Ok, I have a pretty complex silverlight app that gets its data from a WCF service (asp.net hosted service layer) which in turn calls into a data layer that calls stored procedures in a SQL 2005 DB to extract the needed data. So the round trip goes like this:
Silverlight App --> WCF Service --> Data Layer --> DB --> Data Layer --> WCF Service transforms Data Entity into corresponding DTO (Data Transfer Object) or List<> thereof --> Silverlight App
Much of the data is highly relational (so it needs to exist in the DB), but it will change infrequently. It seems that I have several choices of locations to cache this "semi-constant" data:
- I can cache it in the data layer. My data layer is already set up to use the SQLDependency class and cache the results from a stored procedure call. I think that this is or can be an application level cache.
- I can cache the resulting DTO in an application level (or session level depending on the call) cache within the WCF service itself. 2(a) I could even take this a step further by serializing the XML for the resulting DTO(s) into a file on the WCF service side so that I could (a) check memory cache, then (b) check file cache and (c) hit the data layer
- I could do something similar to 2(a) with isolated storage on the client side within the SL app. I could serialize the data to the local isolated storage with a hash (or a moddate or something) and then just make a call to check that.

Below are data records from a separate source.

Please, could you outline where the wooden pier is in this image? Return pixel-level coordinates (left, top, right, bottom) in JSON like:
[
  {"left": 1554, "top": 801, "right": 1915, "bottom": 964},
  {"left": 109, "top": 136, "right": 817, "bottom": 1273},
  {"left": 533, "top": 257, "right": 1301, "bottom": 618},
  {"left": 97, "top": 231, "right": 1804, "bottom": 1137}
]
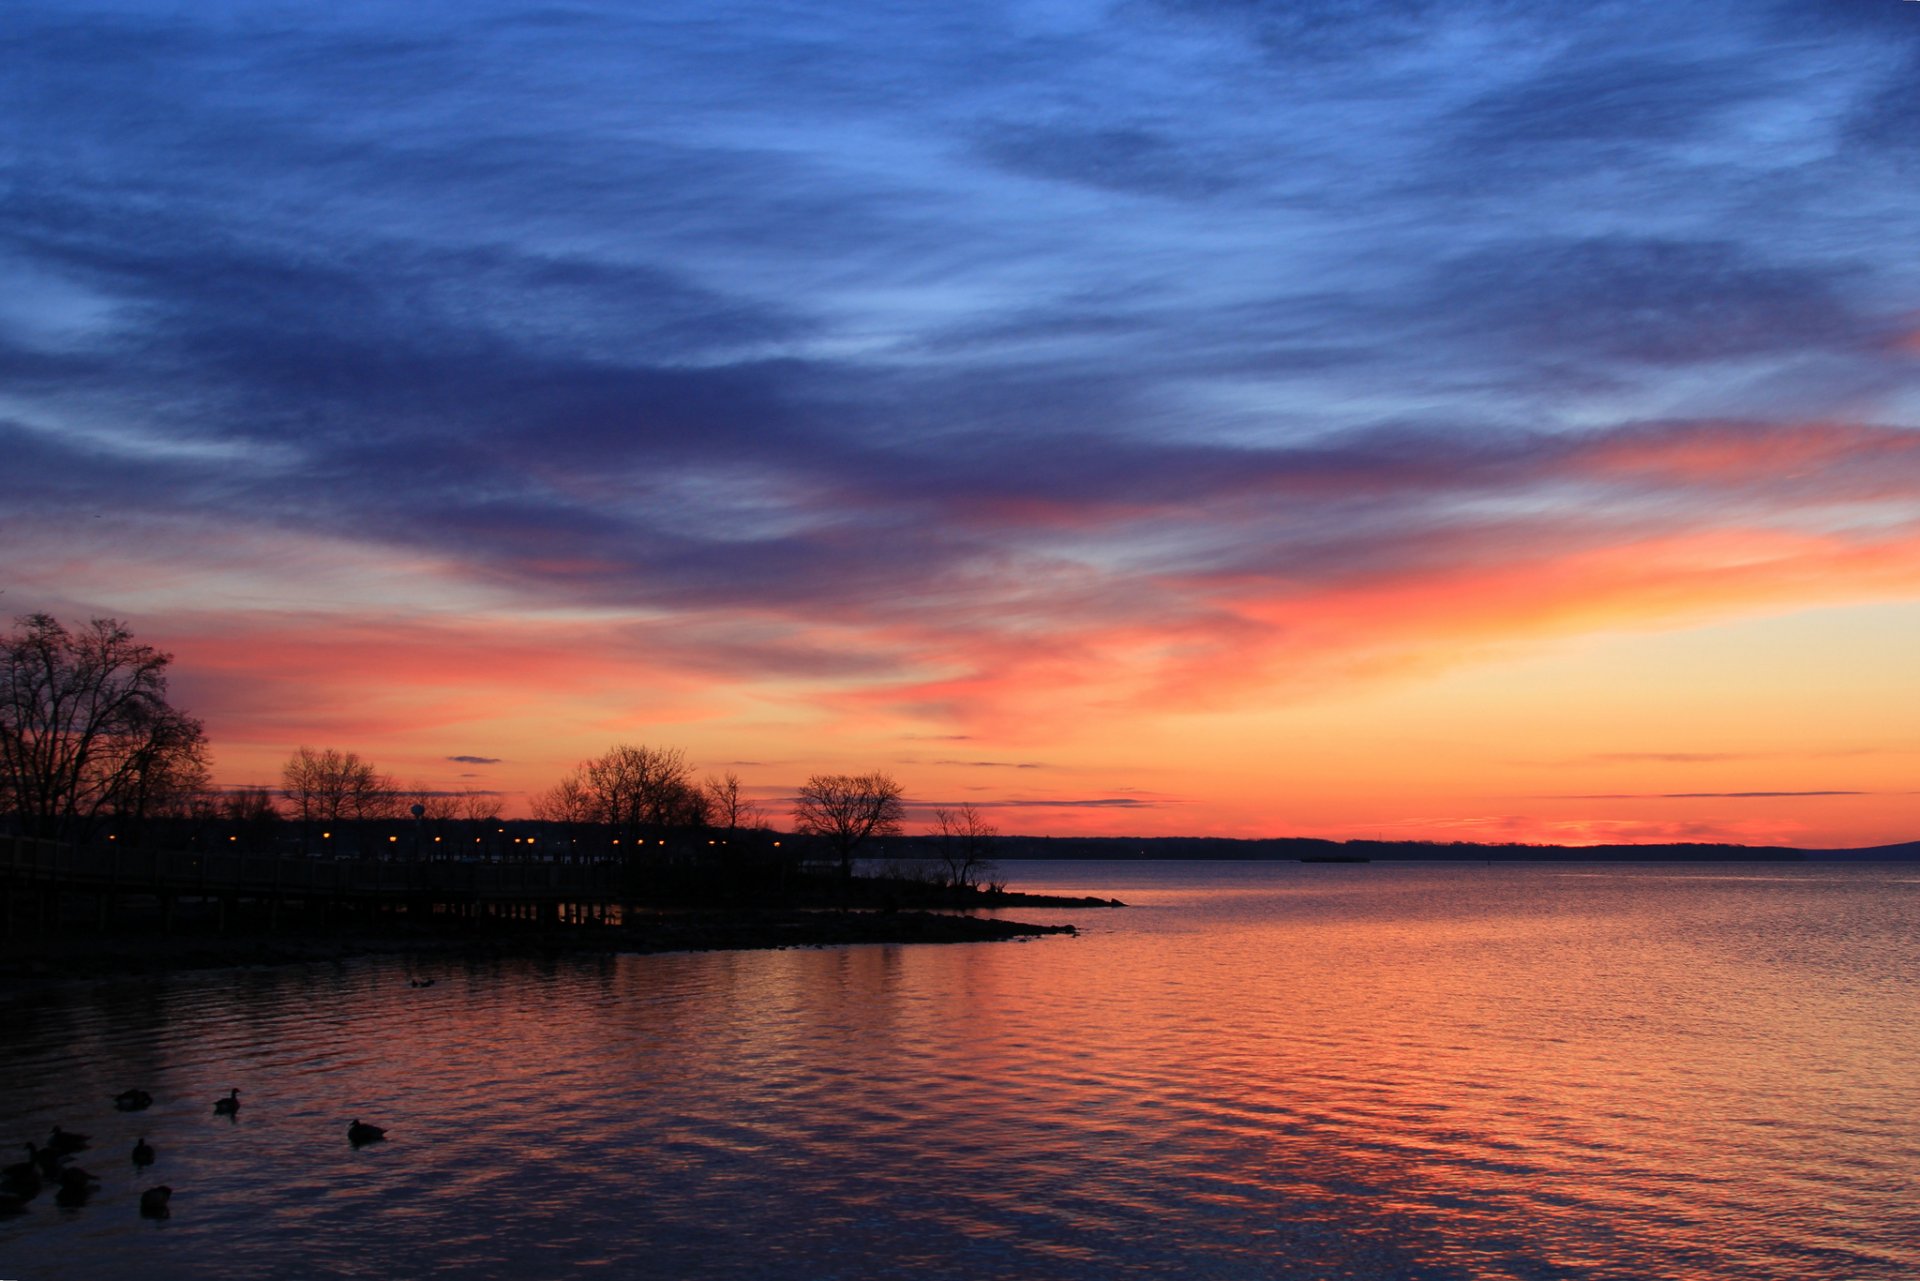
[{"left": 0, "top": 834, "right": 630, "bottom": 934}]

One more thing to add: I am hosting this WCF service in IIS7 with dynamic compression turned on so that the (often very large and easily compressed) XML response gets gzip-ed. Ideally, it would seem, I would like IIS to cache this gzip-ed result to avoid all the extra processing. I think that it may do this already but I am not sure.
I am pretty sure that the final answer to this is some flavor of "it depends", but I would love to hear how others are approaching this. A good tactical recipe of Do X, Test Performance with tool Y, the do Z if needed would be great to have.